BY ANGELJEAN CHIARAMIDA
---- — SEABROOK — When the polls at the Community Center open today from 7 a.m. to 7 p.m., voters will decide on town and school budgets, a new look for the northern corridor of Route 1, full-day kindergarten, a new ladder truck for the fire department, preserving a local landmark, and who will win two seats on the three-member Board of Selectmen.
Seven candidates are running for two selectmen seats: incumbent Aboul Khan and his opponent Keith Sanborn compete for the three-year seat on the board, while Brendan Kelly, Paul Knowles, Jason A. Janvrin, incumbent Ray Smith and Dennis Sweeney face off for the two-year seat on the board.
Voters will also fill two seats on the Seabrook School Board, choosing between Maria A. Brown, incumbent Michael Chase and Mike Kimball. There are also four candidates running for two seats on the Winnacunnet School Board, Clint Allen Felch and Frances Henderson seek the Seabrook seat, while David Gandt and incumbent Wayne Skoglund are running for the Hampton Falls seat.
Voters face approving or rejecting Article, 5, the town’s $20,220,353 operating budget, which holds more than an 8 percent increase over last year, due mainly to hikes in town employee insurance coverage and raises included in union contracts voters approved last year. A slightly lower $20,220,230 default budget goes into effect if voters turn it down.
For Seabrook’s School District, voters will approve or reject a proposal to implement a full-day kindergarten program at Seabrook Elementary School in September, as well as Seabrook’s school budget of $12,152,467 budget, which is about $76,000 more than last year.
Voters in Seabrook, as well as Hampton Falls, North Hampton and Hampton, will vote on WInnacunnet’s budget of $22,745,010, about three-quarters of one percent more than this year.

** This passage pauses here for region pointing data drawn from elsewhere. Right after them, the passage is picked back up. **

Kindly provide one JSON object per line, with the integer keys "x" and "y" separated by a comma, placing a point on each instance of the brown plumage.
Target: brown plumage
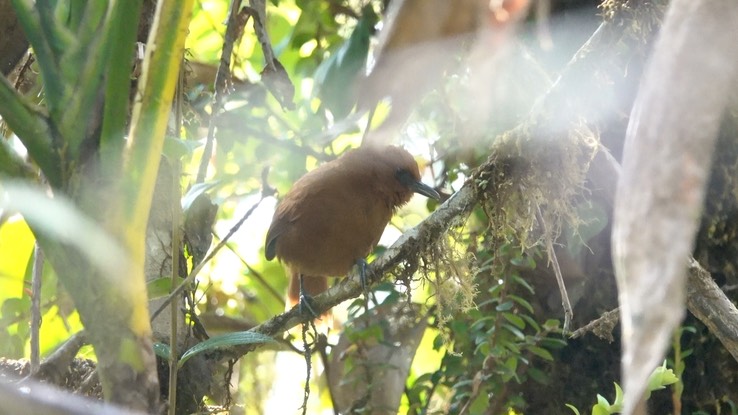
{"x": 334, "y": 215}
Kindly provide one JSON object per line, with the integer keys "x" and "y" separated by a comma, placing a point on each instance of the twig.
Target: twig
{"x": 257, "y": 275}
{"x": 187, "y": 281}
{"x": 568, "y": 312}
{"x": 174, "y": 249}
{"x": 36, "y": 280}
{"x": 602, "y": 327}
{"x": 220, "y": 87}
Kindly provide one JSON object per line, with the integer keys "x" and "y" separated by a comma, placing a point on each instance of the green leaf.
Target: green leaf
{"x": 507, "y": 305}
{"x": 541, "y": 352}
{"x": 661, "y": 377}
{"x": 516, "y": 320}
{"x": 162, "y": 350}
{"x": 522, "y": 302}
{"x": 573, "y": 409}
{"x": 160, "y": 287}
{"x": 592, "y": 220}
{"x": 196, "y": 191}
{"x": 617, "y": 405}
{"x": 229, "y": 339}
{"x": 337, "y": 74}
{"x": 600, "y": 410}
{"x": 602, "y": 401}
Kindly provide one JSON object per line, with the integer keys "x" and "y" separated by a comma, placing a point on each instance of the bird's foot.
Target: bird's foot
{"x": 304, "y": 301}
{"x": 362, "y": 265}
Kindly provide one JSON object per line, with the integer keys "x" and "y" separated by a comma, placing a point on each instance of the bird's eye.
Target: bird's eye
{"x": 404, "y": 177}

Zoning issues are to be resolved on the town warrant, for example, more “big box” retailers would be forbidden if Article 2 is approved. It would create a new commercial zone on Route 1, north of Route 107 to be known as the “North Village,” which would allow buildings no larger than 7,500 square feet on the west side of Route 1 north of Route 107, and not more than 20,000 square feet on the east side of that stretch of road. The idea behind the proposal is to prevent Route 1 from becoming a line of one huge retail store after another, which draws traffic to already clogged roads, and to create an area that encourages smaller businesses.
Voters face a number of big ticket requests on the town warrant, such as Article 14 asking for $175,000 for the first installment on the five-year lease for an $875,000 platform ladder truck. The question is a high priority for selectmen, but it was one of only two warrant questions not recommended by the Budget Committee.
This is the first of three money requests for the fire department. Article 12 requests $75,000 for building repairs and upgrades to the 30-year-old fire station, the first phase of what is expected to be a two-year plan of upgrades, while Article 13 requests $250,000 to remodel the station’s dispatch center and replace all its communications equipment to meet today’s technology requirements.
As they have for decades, voters will consider funding a number of human service agencies that support vulnerable members of the community. Article 6 requests just over $100,000 to be divided up among 22 social service organizations. Article 7 requests $42,700 to support Rockingham County Action, which has an office in town that includes a food pantry and other services to help low-income and unemployed residents. Article 8 requests $20,000 for Seacoast Youth Services, also located in town and offering drug diversion programs and other activities for children and families.
The preservation of the 250-year old Old South Meetinghouse is also in the hands of voters today, when they address Article 36, which asks for $43,000 to put new cement clapboards on the building that has been part of the town’s history since 1764, including serving as Town Hall until 1958. Voters turned down the request last year.
The Water Department is requesting a total of $376,750 in articles, including $178,750 to develop and implement a ground water management plan and $50,000 to clean and rehab all of the town’s wells.
The Public Work Department has seven articles, including equipment purchases of $160,000 for a sidewalk snowplow and $135,000 to replace its 1996 loader/backhoe.
Selectmen hope voters will OK $1.2 million to repair the Seabrook Harbor seawall, given that $200,000 would be derived from taxes, with the remainder coming from grants and contributions.
Money is also requested to assist the young and old in town, including $7,000 to replace two dugouts at Gov. Weare Park, $15,000 for for the children’s playground at the Community Center, and $5,000 to pay for transportation to help elderly and handicapped residents get to medical appointments.